According to the dictionary, a hodgepodge is a confused mass of things. According to a scan of current privacy laws, so is the U.S. regulatory landscape.

No single, comprehensive privacy law blankets the country. Instead, there is a crazy quilt of industry-specific and state laws that every organization doing business in the United States needs to track and comply with.

This is not because our society hasn’t had enough time to act. Samuel Warren and Louis Brandeis published their article, “The Right to Privacy,” in 1891, arguing that a new right, termed privacy, demanded acceptance in the American jurisprudence system.

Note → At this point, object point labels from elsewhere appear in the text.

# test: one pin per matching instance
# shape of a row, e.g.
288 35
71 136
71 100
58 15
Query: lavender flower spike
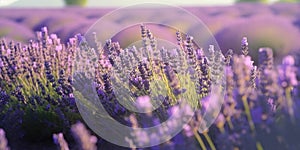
244 46
59 140
3 141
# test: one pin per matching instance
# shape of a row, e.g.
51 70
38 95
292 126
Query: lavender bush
260 111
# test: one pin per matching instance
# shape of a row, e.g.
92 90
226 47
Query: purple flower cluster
261 103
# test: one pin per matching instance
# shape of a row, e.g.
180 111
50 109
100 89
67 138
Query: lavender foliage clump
260 110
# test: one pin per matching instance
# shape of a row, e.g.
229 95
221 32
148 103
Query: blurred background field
265 24
274 25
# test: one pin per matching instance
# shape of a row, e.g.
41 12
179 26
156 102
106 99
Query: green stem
248 114
211 144
290 102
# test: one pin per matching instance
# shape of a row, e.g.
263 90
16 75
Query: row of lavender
261 108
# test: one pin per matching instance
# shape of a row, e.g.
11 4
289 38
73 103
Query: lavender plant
260 110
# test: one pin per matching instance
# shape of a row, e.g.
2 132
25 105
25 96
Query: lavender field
45 61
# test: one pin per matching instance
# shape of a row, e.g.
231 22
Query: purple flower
3 140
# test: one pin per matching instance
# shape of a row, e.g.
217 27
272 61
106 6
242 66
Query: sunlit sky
113 3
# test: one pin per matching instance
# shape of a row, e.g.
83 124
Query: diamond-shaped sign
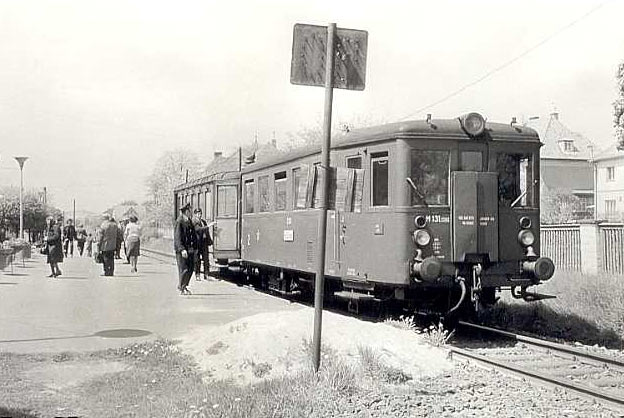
309 54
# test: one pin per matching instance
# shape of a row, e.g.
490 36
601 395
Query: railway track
596 376
592 375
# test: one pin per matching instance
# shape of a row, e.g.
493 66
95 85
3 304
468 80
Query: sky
94 92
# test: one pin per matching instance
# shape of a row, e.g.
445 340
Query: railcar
432 214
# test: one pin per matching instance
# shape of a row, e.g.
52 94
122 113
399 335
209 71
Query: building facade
565 164
609 167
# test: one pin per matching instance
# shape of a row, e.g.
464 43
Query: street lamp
21 161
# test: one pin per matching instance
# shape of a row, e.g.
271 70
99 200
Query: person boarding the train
203 242
185 245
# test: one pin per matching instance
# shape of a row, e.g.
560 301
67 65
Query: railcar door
226 229
474 206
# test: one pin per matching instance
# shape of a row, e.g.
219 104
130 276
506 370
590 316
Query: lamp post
21 161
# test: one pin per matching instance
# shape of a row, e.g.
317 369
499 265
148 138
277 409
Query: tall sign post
329 57
21 161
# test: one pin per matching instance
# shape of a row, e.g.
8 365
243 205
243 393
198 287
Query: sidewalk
81 310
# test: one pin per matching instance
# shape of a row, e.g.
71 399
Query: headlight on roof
473 123
526 238
421 237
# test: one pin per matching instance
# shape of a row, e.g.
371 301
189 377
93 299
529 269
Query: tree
313 135
169 171
561 206
618 108
35 212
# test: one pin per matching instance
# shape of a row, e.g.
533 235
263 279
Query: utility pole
313 64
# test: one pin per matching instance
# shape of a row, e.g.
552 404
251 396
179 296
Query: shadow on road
16 413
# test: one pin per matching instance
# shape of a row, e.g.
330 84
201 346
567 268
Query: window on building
264 204
430 173
226 201
280 190
379 179
354 162
300 187
249 196
515 178
567 145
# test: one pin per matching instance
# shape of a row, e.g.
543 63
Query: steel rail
617 400
547 344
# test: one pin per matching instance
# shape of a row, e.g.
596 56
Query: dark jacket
203 234
185 237
55 246
108 236
69 232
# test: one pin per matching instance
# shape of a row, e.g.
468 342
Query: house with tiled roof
610 184
197 191
565 160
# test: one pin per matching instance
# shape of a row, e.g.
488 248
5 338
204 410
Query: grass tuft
588 309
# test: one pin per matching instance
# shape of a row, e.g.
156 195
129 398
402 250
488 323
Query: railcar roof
224 175
417 129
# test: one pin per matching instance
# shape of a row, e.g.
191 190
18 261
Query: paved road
38 313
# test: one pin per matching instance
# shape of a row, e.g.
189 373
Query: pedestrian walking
185 245
81 237
89 244
54 246
119 239
133 242
69 232
204 241
107 245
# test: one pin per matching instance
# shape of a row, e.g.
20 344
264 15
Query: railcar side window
515 178
226 201
430 174
354 162
280 190
263 194
317 195
379 175
300 187
249 196
471 161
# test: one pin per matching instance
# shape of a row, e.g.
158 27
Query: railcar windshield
429 174
515 179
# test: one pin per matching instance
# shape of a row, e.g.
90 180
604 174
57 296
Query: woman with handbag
54 246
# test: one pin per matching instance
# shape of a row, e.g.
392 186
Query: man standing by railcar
203 242
185 245
69 232
107 244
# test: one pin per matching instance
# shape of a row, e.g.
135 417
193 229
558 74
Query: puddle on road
122 333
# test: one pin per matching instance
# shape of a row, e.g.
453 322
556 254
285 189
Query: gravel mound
275 344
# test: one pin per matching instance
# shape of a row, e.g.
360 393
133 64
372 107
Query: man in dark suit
69 232
185 245
108 244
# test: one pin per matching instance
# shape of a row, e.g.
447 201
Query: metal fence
612 248
562 243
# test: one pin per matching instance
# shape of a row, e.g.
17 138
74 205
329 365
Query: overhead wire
507 63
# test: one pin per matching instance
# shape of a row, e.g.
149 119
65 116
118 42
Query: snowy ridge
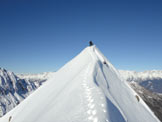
86 89
14 89
141 76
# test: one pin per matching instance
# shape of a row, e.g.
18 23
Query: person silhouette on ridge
90 43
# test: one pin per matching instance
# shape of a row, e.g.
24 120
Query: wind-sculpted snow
86 89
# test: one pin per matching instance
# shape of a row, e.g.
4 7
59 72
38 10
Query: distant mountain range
151 80
16 87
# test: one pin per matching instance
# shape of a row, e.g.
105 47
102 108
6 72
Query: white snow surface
84 90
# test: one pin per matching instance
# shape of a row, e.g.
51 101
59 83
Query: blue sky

Fast-forward nearly 100 years to the mid-1960s, when Congress began looking at the privacy implications of records maintained by federal agencies in reaction to the proposed establishment of a National Data Center. After years of studies and amid mounting privacy concerns after Watergate, the U.S. Privacy Act of 1974 was passed. It governs the collection, use and dissemination of a record about an individual that is maintained by federal agencies.

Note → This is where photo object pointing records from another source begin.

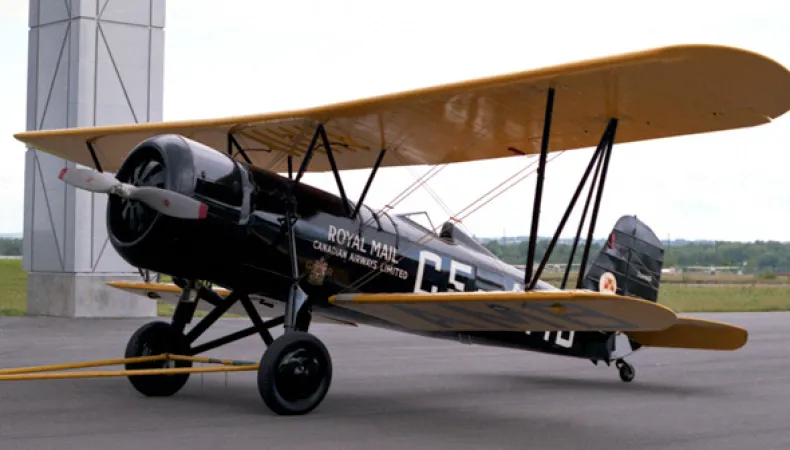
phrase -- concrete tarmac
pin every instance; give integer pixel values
(393, 391)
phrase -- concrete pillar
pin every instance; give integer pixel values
(90, 62)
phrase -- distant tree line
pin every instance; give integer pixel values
(10, 247)
(759, 256)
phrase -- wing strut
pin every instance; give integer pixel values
(604, 149)
(96, 163)
(581, 225)
(544, 149)
(611, 131)
(600, 158)
(293, 317)
(232, 142)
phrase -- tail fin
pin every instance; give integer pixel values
(629, 263)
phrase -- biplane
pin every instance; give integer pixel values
(221, 206)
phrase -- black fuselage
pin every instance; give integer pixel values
(243, 245)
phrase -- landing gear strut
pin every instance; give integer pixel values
(627, 371)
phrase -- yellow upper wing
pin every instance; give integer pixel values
(512, 311)
(658, 93)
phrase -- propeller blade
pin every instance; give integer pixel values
(170, 203)
(88, 179)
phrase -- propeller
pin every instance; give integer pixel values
(166, 202)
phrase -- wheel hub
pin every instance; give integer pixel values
(298, 374)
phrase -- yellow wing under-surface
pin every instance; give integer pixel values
(694, 333)
(657, 93)
(512, 311)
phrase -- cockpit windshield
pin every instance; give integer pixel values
(420, 219)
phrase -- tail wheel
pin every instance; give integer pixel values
(294, 374)
(627, 371)
(151, 339)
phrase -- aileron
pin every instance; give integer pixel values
(511, 311)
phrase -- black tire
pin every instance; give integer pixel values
(294, 374)
(627, 372)
(155, 338)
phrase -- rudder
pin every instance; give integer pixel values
(629, 263)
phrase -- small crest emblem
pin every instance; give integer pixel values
(318, 271)
(607, 283)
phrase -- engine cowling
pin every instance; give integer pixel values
(216, 248)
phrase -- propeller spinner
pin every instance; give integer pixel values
(167, 202)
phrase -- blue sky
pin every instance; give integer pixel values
(730, 185)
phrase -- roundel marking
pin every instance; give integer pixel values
(607, 283)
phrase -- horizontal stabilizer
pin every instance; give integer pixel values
(694, 334)
(511, 311)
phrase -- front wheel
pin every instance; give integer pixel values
(156, 338)
(294, 374)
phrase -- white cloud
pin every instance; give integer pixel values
(251, 57)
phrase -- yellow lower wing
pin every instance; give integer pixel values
(694, 334)
(512, 311)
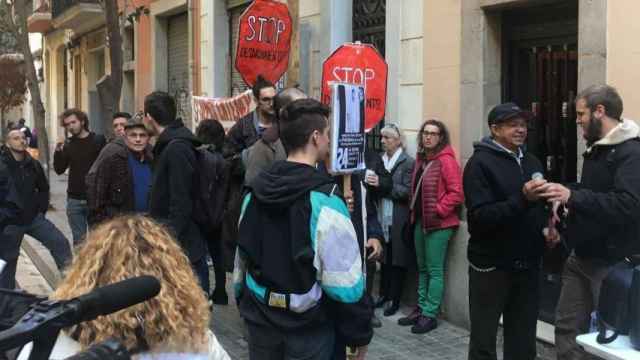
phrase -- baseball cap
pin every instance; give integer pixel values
(503, 112)
(135, 122)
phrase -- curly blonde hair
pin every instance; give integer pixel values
(128, 246)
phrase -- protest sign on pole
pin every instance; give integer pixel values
(347, 128)
(264, 41)
(359, 64)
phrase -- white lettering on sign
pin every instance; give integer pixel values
(269, 29)
(352, 75)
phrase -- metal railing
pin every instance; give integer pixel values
(60, 6)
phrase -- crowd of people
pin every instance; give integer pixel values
(303, 244)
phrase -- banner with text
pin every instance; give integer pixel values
(347, 128)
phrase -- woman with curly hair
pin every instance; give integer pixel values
(176, 320)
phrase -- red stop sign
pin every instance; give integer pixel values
(359, 64)
(264, 41)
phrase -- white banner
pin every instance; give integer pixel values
(347, 128)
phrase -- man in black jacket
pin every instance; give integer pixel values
(506, 244)
(28, 199)
(172, 195)
(603, 211)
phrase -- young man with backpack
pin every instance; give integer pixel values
(123, 179)
(77, 154)
(213, 185)
(23, 207)
(299, 275)
(176, 169)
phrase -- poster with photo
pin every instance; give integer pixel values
(347, 128)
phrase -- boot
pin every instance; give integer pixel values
(380, 302)
(424, 325)
(412, 318)
(392, 309)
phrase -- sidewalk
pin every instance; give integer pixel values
(37, 273)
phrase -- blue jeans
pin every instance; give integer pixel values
(77, 212)
(43, 231)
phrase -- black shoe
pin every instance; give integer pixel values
(219, 297)
(392, 309)
(380, 302)
(424, 325)
(375, 322)
(412, 318)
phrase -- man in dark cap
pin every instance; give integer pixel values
(506, 223)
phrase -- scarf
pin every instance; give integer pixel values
(386, 204)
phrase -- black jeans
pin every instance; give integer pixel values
(268, 343)
(515, 296)
(214, 244)
(392, 277)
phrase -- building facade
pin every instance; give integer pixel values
(448, 59)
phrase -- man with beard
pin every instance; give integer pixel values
(77, 154)
(28, 199)
(602, 211)
(299, 269)
(249, 129)
(117, 144)
(175, 168)
(506, 243)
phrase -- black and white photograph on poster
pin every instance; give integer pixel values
(348, 138)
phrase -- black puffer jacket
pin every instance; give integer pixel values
(171, 198)
(604, 208)
(31, 186)
(505, 228)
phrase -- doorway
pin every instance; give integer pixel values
(540, 73)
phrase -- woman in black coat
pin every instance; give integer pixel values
(393, 213)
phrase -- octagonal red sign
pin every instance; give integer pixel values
(264, 41)
(359, 64)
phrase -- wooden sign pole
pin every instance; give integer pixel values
(346, 190)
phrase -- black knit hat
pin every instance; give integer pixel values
(507, 111)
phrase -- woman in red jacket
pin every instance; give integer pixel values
(437, 192)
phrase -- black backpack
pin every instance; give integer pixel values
(615, 308)
(210, 188)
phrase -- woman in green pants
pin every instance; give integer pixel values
(437, 193)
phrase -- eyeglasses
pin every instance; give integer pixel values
(429, 133)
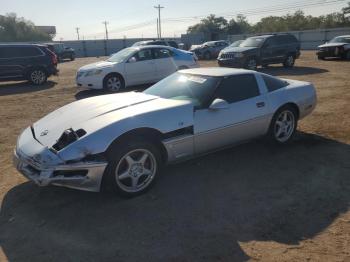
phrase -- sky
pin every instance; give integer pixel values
(137, 18)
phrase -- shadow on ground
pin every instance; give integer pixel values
(198, 211)
(97, 92)
(295, 71)
(13, 88)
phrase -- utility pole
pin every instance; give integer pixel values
(77, 29)
(159, 23)
(106, 23)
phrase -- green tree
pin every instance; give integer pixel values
(14, 29)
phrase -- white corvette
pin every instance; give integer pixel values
(122, 140)
(135, 66)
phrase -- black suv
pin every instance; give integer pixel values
(27, 62)
(62, 51)
(262, 50)
(157, 42)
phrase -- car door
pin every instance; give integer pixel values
(244, 118)
(164, 62)
(140, 68)
(11, 64)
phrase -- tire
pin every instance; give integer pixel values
(132, 167)
(37, 76)
(289, 61)
(251, 63)
(207, 55)
(283, 125)
(113, 83)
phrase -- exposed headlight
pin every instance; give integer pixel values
(93, 72)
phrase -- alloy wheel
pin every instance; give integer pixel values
(284, 126)
(136, 170)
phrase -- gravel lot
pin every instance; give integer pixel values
(255, 201)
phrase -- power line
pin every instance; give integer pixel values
(106, 23)
(159, 21)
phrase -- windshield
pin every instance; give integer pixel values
(253, 42)
(121, 55)
(340, 39)
(237, 43)
(179, 86)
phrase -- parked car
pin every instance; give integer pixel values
(62, 51)
(209, 50)
(337, 47)
(34, 63)
(134, 66)
(262, 50)
(122, 140)
(157, 42)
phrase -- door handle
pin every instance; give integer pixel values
(260, 104)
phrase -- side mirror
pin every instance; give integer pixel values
(132, 60)
(219, 104)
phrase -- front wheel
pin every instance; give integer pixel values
(251, 64)
(133, 168)
(283, 125)
(113, 83)
(37, 76)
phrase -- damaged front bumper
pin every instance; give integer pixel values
(84, 175)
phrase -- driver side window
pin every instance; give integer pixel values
(237, 88)
(144, 55)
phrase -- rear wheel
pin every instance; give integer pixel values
(132, 168)
(283, 125)
(37, 76)
(207, 55)
(113, 83)
(289, 61)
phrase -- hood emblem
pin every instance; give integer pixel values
(44, 133)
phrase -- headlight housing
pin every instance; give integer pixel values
(93, 72)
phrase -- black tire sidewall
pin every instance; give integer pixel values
(271, 132)
(105, 80)
(115, 154)
(30, 76)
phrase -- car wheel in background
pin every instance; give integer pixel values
(37, 76)
(283, 125)
(132, 168)
(251, 63)
(289, 61)
(207, 55)
(113, 83)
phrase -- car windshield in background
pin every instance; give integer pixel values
(253, 42)
(237, 43)
(179, 86)
(341, 40)
(121, 55)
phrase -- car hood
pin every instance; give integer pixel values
(96, 65)
(238, 49)
(78, 114)
(332, 45)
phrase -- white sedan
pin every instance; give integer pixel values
(121, 140)
(135, 66)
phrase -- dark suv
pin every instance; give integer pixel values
(62, 51)
(27, 62)
(157, 42)
(262, 50)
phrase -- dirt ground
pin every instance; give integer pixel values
(251, 202)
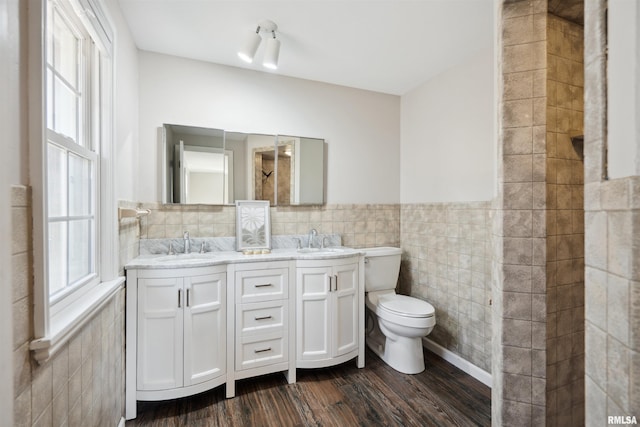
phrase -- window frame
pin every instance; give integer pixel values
(57, 319)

Since then, the Internet and increasingly sophisticated data gathering, storage and processing technologies have made it progressively easier for organizations to process and hold personally identifiable information (PII).

Concurrently, consumers have become more concerned about their privacy. This poses a challenge for businesses: how to strike a balance between the need to access PII and the expectation of privacy that Warren and Brandeis described as the “right to be left alone”? Adding to this challenge is a complex and shifting set of laws.

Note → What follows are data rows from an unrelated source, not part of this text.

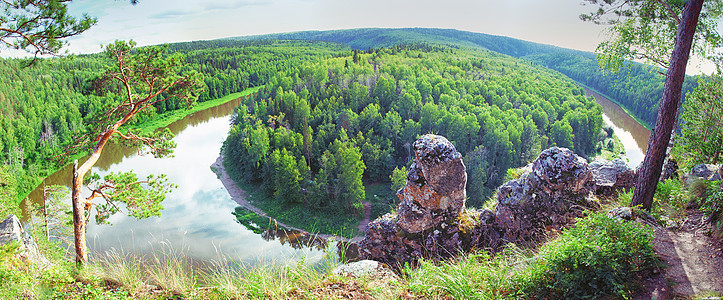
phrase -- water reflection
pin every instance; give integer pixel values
(633, 135)
(197, 218)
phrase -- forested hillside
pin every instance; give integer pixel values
(318, 132)
(45, 107)
(637, 87)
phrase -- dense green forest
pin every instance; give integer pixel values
(46, 106)
(318, 132)
(637, 88)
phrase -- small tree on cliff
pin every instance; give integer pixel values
(136, 80)
(661, 32)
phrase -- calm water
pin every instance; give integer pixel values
(633, 135)
(197, 217)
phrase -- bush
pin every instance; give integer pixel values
(597, 258)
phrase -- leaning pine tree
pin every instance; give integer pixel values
(662, 32)
(136, 80)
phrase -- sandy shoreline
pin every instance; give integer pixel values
(240, 196)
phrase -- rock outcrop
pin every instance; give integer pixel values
(432, 221)
(12, 230)
(612, 177)
(435, 188)
(548, 198)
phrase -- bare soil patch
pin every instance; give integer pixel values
(693, 258)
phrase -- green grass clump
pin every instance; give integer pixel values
(251, 220)
(712, 205)
(597, 258)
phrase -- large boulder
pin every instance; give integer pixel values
(12, 230)
(612, 177)
(706, 171)
(549, 197)
(432, 221)
(670, 169)
(435, 188)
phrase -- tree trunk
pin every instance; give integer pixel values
(79, 216)
(649, 171)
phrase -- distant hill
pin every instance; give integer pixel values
(638, 88)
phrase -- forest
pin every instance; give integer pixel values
(442, 81)
(637, 87)
(47, 106)
(318, 132)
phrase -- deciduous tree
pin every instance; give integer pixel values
(661, 32)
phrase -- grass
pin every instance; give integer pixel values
(167, 118)
(334, 220)
(599, 258)
(157, 122)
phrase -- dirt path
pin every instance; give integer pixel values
(694, 260)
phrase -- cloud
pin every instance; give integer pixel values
(170, 14)
(224, 5)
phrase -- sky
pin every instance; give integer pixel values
(553, 22)
(149, 22)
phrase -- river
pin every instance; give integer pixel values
(197, 218)
(633, 136)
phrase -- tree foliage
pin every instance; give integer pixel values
(701, 135)
(646, 30)
(39, 26)
(361, 118)
(138, 79)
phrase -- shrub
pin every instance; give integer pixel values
(597, 258)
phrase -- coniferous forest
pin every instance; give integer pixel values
(323, 101)
(318, 132)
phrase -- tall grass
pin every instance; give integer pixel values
(125, 269)
(172, 271)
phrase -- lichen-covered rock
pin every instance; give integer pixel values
(670, 169)
(547, 198)
(718, 176)
(612, 177)
(386, 242)
(435, 188)
(706, 171)
(12, 230)
(432, 221)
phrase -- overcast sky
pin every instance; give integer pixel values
(553, 22)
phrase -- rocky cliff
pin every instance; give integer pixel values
(433, 222)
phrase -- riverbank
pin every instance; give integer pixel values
(168, 118)
(158, 122)
(641, 122)
(241, 197)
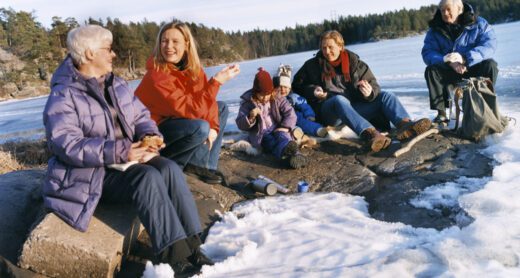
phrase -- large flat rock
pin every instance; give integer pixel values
(57, 250)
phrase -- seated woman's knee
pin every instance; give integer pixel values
(387, 95)
(338, 99)
(164, 164)
(201, 128)
(147, 173)
(434, 68)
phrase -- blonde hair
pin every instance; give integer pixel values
(83, 38)
(191, 56)
(456, 3)
(333, 35)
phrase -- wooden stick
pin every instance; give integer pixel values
(412, 142)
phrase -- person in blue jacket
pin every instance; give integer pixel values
(306, 118)
(458, 45)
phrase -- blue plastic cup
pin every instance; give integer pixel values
(303, 186)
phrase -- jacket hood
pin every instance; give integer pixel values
(467, 17)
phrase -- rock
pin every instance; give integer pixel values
(387, 183)
(57, 250)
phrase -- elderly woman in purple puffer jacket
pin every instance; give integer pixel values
(93, 125)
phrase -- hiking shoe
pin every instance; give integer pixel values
(375, 140)
(409, 128)
(297, 134)
(202, 174)
(322, 132)
(291, 149)
(199, 259)
(298, 161)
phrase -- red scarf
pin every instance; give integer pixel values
(328, 67)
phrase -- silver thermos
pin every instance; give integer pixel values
(263, 186)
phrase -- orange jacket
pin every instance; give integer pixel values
(172, 93)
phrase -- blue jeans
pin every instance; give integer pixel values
(339, 110)
(185, 140)
(275, 142)
(308, 126)
(159, 192)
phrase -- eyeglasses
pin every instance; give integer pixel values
(108, 49)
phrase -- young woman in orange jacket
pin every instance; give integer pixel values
(183, 102)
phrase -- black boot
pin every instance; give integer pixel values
(374, 140)
(197, 258)
(176, 255)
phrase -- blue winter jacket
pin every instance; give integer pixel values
(281, 109)
(300, 105)
(80, 133)
(476, 43)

The Federal Privacy Landscape

One of the contributing factors to the regulatory hodgepodge is the mix of federal and state-level laws. The major federal legislation addresses two influential industries (financial services and health care), and a vulnerable demographic: children and young adults. The major federal laws and their key changes are:

·  Gramm-Leach-Bliley Act (GLBA)/Financial Modernization Act of 1999:The act requires financial institutions that offer consumers financial products or services (such as loans, financial or investment advice, or insurance) to explain their information-sharing practices to their customers and to safeguard sensitive data. Four years ago, a privacy notice form made it easier for consumers to understand how financial institutions collect and share information about consumers; GLBA has since been stable.

·  Fair Credit Reporting Act (FCRA): The act, passed in 1970, promotes the accuracy, fairness and privacy of information in the files of consumer reporting agencies, which compile and maintain information about consumer credit ratings to sell the listings to businesses, potential lenders and individuals. The FCRA was amended in 2005 by the Fair and Accurate Credit Transactions Act (FACTA). (Both FCRA and FACTA refer to the same law.) The Identity Theft Red Flags Rule is part of FACTA.

Under changes effective January 2013, employers that utilize background checks must use a “Summary of Consumer Rights” form to notify job applicants and employees of their rights under the FCRA. Employers also must make clear that the newly  created Consumer Financial Protection Bureau—not the Federal Trade Commission—is the agency that applicants and employees should contact with questions about FCRA rights.

·  Health Insurance Portability and Accountability Act (HIPAA) of 1996: The act applies to health plan providers, health care clearinghouses and certain health care providers. It covers protected health information, which is information related to physical or mental health, the provision of health care and payment for health care. In 2009, the Health Information Technology for Economic and Clinical Health (HITECH) Act’s enforcement provisions strengthened the HIPAA protections and rights.

In January 2013, the final rule was approved. The changes enhance a patient’s privacy rights and protections, and strengthen the ability of the Health and Human Services office to enforce the HIPAA privacy and security protections, regardless of whether the information is being held by a health plan, a health care provider or one of their business associates.